Job descriptions can be posted on numerous recruiting sites such as www.monster.com and www.workopolis.com, there are numerous boutique recruitment firms that specialize in the recruitment of data scientists www.haasandriley.com and www.butchworks.com. Another strategy is to disseminate job postings through relevant university distribution lists (e.g. computer science department). However, we have been most successful through good old-fashioned shoulder-tapping. Often colleagues you can trust will point you in the right direction to identify highly qualified data scientists.
We typically receive 30-60 resumes for every position Data Scientist position we post. Unfortunately, the vast majority (typically 70-80%) do not appear to have the depth of understanding we require. Many applicants list an interest in data science and a limited number of online courses they may have taken, rather than a legitimate background in statistics and/or computer science. Rather than offering all candidates the opportunity to take a technical test, we often limit this phase of the interview process to candidates with some formal grounding in statistics and/or computer science or considerable demonstrated experience in working with data and analytics.
The technical interview consists of a data science problem the candidate must solve in a given amount of time. Typically, we invite approximately 10 candidates from the applicant pool to take this test and then assess this performance. We offer fixed blocks of time where we email the candidate the test, which identifies the dataset to be used and the parameters of the test. The candidate must use one of several programming languages (e.g. Python) and respond back via email with their code and results within a set timeframe. In our experience, 2-3 candidates out of the 10 that were invited will successfully complete this technical test.
Candidates who successfully completed the technical test are invited for a one-hour interview to ‘meet the team’. Dr.

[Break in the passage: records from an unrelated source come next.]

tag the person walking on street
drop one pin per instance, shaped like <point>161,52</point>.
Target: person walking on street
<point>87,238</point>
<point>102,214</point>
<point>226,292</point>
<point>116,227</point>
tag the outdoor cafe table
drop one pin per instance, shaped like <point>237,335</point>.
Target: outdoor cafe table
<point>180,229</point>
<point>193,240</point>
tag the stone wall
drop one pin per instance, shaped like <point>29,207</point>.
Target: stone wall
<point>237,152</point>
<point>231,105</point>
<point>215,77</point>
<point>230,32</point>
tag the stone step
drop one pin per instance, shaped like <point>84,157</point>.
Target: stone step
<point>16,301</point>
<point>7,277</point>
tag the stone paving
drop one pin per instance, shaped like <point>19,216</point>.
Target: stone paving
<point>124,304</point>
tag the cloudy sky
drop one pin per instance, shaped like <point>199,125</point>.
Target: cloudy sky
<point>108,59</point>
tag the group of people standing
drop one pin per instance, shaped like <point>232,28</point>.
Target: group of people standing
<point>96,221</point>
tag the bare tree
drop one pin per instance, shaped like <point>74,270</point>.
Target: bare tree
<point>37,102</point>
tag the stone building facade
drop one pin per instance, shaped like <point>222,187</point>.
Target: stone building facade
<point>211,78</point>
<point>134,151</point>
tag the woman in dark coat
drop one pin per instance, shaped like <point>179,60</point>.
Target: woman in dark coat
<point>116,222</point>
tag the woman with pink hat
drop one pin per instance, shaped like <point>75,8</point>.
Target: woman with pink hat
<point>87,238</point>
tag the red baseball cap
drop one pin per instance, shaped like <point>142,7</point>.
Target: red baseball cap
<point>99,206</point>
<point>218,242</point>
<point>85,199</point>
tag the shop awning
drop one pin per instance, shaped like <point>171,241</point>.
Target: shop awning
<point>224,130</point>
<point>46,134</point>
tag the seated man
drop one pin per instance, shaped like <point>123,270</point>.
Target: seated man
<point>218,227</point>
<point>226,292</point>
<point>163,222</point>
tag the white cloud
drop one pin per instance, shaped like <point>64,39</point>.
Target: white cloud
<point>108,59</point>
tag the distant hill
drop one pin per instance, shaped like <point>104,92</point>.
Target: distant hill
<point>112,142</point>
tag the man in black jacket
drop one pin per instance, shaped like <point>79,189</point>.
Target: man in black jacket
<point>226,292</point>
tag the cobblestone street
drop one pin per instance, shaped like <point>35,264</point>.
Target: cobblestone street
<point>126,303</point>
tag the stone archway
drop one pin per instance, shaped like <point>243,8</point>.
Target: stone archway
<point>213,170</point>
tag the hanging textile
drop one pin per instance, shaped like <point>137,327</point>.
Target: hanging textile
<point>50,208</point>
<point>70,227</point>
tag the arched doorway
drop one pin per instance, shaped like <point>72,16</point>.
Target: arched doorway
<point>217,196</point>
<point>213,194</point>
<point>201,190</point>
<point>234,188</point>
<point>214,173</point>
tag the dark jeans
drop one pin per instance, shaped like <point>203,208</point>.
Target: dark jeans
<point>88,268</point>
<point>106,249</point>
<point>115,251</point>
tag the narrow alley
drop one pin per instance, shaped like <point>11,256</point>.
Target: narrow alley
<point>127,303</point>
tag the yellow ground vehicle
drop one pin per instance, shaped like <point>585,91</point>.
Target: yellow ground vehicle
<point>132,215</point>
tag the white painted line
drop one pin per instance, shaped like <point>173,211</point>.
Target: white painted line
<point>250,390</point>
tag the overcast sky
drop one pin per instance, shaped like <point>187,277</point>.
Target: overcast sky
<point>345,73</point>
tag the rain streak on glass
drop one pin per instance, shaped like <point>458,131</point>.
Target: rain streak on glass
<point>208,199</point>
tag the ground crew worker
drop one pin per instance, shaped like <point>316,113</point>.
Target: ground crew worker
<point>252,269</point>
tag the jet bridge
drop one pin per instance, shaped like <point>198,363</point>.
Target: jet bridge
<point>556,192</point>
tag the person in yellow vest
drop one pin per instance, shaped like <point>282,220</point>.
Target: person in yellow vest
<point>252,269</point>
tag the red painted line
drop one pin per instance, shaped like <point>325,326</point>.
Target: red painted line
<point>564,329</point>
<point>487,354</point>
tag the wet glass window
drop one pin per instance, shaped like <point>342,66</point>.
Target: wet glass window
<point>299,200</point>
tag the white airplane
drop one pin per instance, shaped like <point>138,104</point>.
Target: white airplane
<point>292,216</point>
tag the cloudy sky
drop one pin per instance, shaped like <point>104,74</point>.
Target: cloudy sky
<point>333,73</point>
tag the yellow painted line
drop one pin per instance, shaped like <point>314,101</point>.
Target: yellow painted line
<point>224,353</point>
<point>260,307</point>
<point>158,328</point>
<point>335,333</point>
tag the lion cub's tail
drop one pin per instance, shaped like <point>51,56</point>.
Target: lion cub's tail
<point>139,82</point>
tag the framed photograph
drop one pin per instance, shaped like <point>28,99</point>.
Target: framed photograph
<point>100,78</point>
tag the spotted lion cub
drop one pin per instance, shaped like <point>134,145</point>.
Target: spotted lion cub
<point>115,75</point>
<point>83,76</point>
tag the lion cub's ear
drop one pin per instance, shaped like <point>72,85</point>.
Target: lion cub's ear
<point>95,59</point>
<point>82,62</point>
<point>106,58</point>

Arthur Slutsky at our research centre is often quoted for saying ‘recruit for talent, hire for fit’. Consequently, our in-person interviews usually involve 5-7 people with a key focus on assessing social fit. We do, however, also assess the candidates ‘on-the-spot’ thinking through a case study during the interview process. We feel it’s important to keep the interview ‘light and friendly’ so the candidate is at ease and we can see their ‘real’ personality as much as possible. While we often find 1-2 suitable candidates at the end of the in-person interview stage, we sometimes need to re-post the position if there are no suitable candidates. It can be a long and tiring process!
Common challenges with assessing social fit during the in-person interview include the very short length of time we spend with the candidate and the sometimes pressured environment in which the interview takes place. For these reasons, we request all candidates who we invite for an in-person interview to take the Jung personality test, which is both easy to administer and easy to grade.
The personality type of the candidate should ideally align with the group dynamics of the existing team and organizational culture. In our experience, there have been occasions where technically competent data scientists were simply not good social fits with our existing team. Consequently, they were not offered a position on our team.
Some Helpful Resources
We encourage you to check out some of the helpful resources we’ve included on our website at http://www.chartdatascience.ca, including:
- Data Scientist job description (sample)
- Technical test for LKS-CHART candidates (sample)
- LKS-CHART Interview Guide (sample)
- Jung Personality Test
- Jung Personality Test Interpretation Guide
Recruiting data scientists is among the most important processes for any data analytics group and should be done thoughtfully and diligently. It can be a long and painful process, but well worth this considerable effort in the end!